Skyrizi (risankizumab) has been approved by the UK regulator, the MHRA, for the treatment of patients with active psoriatic arthritis
Skyrizi (risankizumab) has now received approval from the UK regulator, the MHRA, for the use in adults with active psoriatic arthritis. This follows the EMA approval earlier this month.
The Summary of product characteristics (SPC) of the drug has therefore been updated to reflect this change, and now states that it is indicated either ‘alone or in combination with methotrexate (MTX), is indicated for the treatment of active psoriatic arthritis in adults who have had an inadequate response or who have been intolerant to one or more disease-modifying anti-rheumatic drugs (DMARDs).’
Skyrizi is a monoclonal antibody and which targets the action of interleukin 23, (IL-23) which is believed to play an important role in psoriatic arthritis. The approved dose for risankizumab is 150 mg, administered by subcutaneous injection at week 0 and 4, and every 12 weeks thereafter.
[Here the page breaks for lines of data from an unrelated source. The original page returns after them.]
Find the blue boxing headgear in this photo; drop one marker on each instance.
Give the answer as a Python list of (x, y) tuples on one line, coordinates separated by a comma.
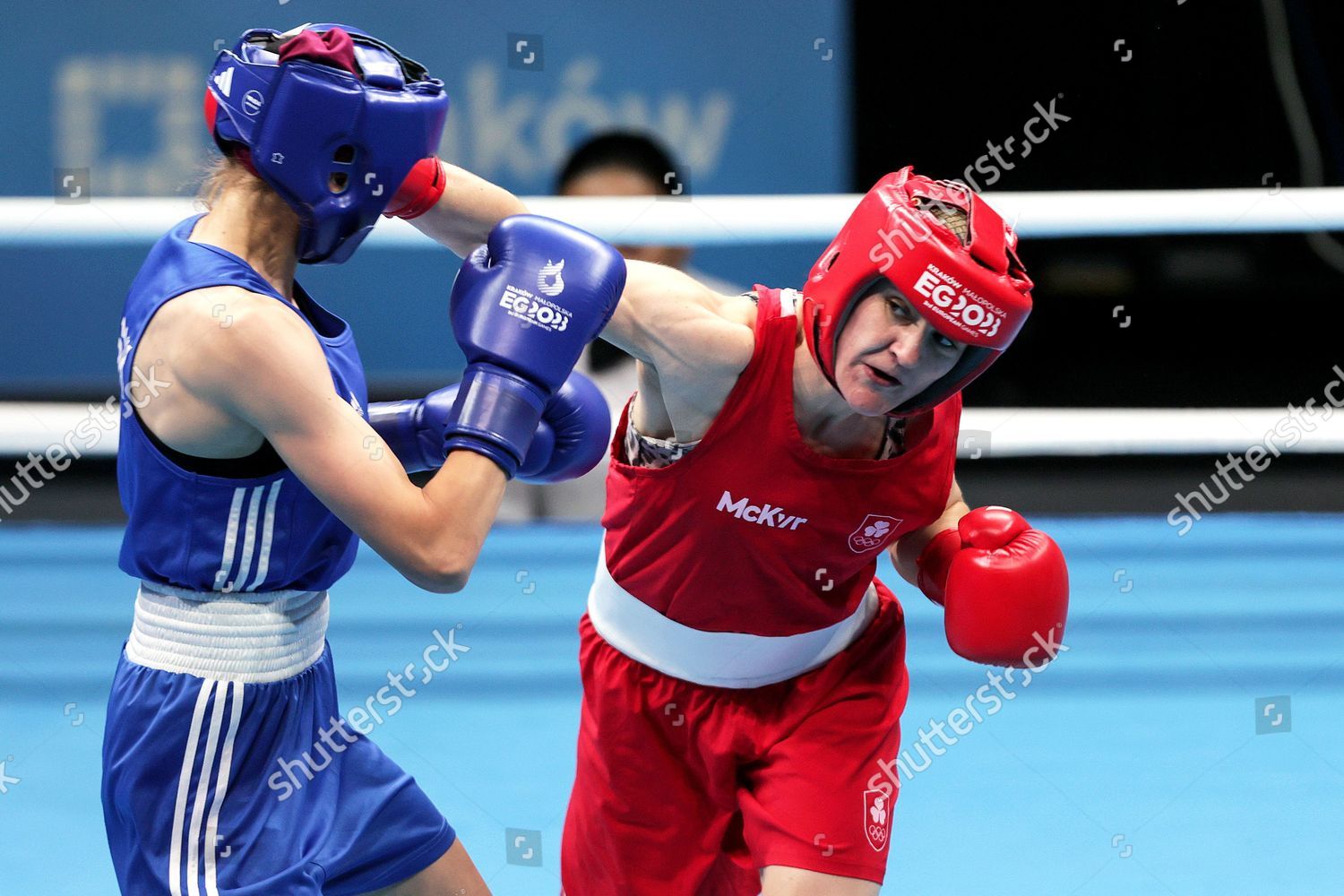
[(332, 142)]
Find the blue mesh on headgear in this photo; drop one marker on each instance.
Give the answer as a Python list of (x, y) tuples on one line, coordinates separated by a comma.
[(304, 123)]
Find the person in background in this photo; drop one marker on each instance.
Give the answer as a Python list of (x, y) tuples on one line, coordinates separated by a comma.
[(613, 163)]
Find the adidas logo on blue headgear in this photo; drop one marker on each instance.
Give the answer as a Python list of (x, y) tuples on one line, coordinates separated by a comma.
[(335, 144)]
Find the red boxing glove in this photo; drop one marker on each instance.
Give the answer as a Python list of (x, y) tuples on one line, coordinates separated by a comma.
[(419, 191), (1004, 587)]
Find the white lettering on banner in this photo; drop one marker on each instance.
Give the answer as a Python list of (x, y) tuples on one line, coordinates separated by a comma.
[(758, 513), (91, 93), (527, 134)]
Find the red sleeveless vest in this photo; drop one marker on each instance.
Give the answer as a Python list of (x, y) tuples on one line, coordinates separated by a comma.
[(753, 530)]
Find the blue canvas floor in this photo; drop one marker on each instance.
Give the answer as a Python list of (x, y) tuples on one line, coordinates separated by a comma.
[(1129, 766)]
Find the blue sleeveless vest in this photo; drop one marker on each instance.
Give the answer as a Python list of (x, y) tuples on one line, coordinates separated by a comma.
[(211, 532)]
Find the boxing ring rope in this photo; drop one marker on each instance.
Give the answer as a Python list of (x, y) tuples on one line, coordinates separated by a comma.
[(995, 432), (709, 220), (736, 220)]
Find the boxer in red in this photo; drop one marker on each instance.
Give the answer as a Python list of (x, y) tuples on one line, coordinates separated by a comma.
[(744, 669)]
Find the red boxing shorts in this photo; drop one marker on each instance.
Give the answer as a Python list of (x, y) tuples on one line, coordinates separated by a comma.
[(691, 788)]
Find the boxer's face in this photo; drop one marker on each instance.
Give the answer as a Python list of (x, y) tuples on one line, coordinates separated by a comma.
[(887, 354)]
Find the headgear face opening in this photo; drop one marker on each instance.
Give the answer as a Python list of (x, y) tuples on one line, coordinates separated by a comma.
[(976, 293), (333, 144)]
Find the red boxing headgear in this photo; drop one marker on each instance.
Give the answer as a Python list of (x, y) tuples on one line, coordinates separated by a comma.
[(975, 293)]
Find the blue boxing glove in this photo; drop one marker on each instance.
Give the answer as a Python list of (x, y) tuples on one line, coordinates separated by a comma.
[(573, 437), (569, 441), (523, 308)]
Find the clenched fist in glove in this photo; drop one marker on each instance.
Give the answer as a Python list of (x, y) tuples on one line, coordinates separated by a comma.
[(1003, 586)]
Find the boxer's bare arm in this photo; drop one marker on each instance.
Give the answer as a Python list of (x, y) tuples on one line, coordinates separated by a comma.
[(470, 207), (691, 344), (908, 549), (265, 376)]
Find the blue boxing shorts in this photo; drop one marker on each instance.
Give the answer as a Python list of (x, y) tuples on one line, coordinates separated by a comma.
[(236, 783)]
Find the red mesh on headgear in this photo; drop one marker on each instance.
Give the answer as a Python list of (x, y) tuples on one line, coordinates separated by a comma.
[(975, 293), (331, 47)]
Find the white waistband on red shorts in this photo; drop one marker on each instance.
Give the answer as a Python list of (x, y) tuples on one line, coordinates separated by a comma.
[(250, 637), (717, 659)]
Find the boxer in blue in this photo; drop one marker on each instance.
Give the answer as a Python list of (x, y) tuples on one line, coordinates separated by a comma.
[(257, 463)]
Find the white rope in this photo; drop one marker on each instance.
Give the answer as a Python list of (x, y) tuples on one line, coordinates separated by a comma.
[(984, 432), (749, 220)]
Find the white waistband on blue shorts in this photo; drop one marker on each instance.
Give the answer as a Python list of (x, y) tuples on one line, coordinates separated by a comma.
[(250, 637), (717, 659)]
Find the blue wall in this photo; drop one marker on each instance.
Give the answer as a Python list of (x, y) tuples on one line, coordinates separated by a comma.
[(752, 99)]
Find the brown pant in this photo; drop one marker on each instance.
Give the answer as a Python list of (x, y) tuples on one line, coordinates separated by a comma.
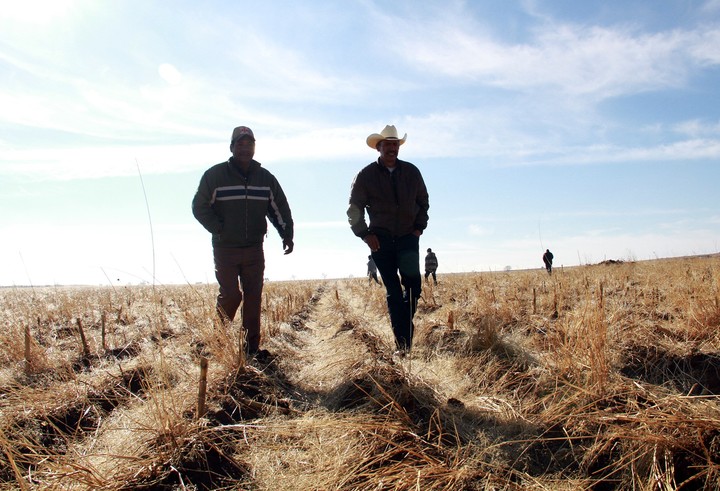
[(248, 265)]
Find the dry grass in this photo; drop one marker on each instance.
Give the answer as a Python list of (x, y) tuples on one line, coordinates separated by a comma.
[(597, 377)]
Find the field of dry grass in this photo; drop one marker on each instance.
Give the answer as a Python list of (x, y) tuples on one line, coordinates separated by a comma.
[(597, 377)]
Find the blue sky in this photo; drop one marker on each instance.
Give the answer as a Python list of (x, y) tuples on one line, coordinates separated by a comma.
[(590, 128)]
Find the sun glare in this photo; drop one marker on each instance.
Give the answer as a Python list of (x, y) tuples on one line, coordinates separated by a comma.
[(37, 12)]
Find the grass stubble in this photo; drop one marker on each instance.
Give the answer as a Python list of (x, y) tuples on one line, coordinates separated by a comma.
[(598, 377)]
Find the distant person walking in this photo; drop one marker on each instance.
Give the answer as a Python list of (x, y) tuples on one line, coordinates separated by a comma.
[(232, 202), (431, 265), (372, 270), (393, 194), (547, 259)]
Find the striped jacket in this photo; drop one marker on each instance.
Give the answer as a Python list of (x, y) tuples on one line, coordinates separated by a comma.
[(233, 207)]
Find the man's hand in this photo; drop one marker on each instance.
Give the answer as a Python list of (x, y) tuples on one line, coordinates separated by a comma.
[(372, 241)]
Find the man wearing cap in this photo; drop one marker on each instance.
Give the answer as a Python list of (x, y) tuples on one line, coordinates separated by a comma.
[(393, 194), (232, 203)]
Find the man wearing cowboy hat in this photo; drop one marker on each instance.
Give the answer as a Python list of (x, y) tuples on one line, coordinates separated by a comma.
[(394, 195)]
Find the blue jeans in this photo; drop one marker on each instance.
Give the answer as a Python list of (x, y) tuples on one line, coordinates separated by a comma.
[(400, 255)]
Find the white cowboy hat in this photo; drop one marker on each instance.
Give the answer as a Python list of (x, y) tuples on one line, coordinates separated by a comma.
[(388, 133)]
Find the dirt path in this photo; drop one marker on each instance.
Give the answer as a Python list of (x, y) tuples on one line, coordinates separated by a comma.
[(344, 333)]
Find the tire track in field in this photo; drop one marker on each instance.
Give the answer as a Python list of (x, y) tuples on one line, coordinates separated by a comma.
[(344, 333)]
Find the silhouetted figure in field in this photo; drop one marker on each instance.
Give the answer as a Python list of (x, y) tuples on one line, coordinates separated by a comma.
[(547, 259), (372, 271), (431, 265)]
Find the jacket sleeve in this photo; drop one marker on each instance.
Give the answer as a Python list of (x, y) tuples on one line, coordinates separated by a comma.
[(278, 211), (202, 207), (356, 210)]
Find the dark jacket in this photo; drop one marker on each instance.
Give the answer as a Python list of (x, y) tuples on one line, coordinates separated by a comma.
[(233, 207), (396, 202)]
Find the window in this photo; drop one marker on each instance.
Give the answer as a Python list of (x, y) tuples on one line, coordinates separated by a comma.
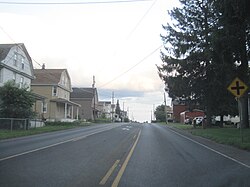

The MHRA approval was made on the basis of data which came from two phase 3 clinical studies, KEEPsAKE-1 and KEEPsAKE-2 and although both of the trials included patients with moderate to severe PsA, the populations were slightly different. For example, KEEPsAKE-1 included patients who had with an inadequate respond to one or more DMARDs whereas KEEPsAKE-2 recruited those with an inadequate response to other biologicals. However, both studies had the same primary endpoint of an ACR20 response at week 24. In addition, secondary outcomes included improvements in several clinical manifestations of psoriatic arthritis such as physical functioning (as assessed by the Health Assessment Questionnaire Disability Index [HAQ-DI]) and minimal disease activity (MDA) and both the primary and secondary endpoints were assessed after 24 weeks of therapy.
In KEEPsAKE-1 57.3% of patients receiving risankizumab achieved the primary endpoint at week 24 compared to 33.5% in the placebo group (p < 0.001). Similarly, in KEEPsAKE 2, 51.3% achieved the primary endpoint compared to 26.5% in the placebo arm (P< 0.001).
There were also significantly greater improvements in the secondary outcomes for risankizumab-treated patients. For example, in KEEPsAKE-1, there was a -0.31 change in HAQ-DI compared to -0.11 (placebo) and in KEEPsAKE 2, a change of -0.22, compared to -0.05 in the placebo group (for both differences, p <0.001).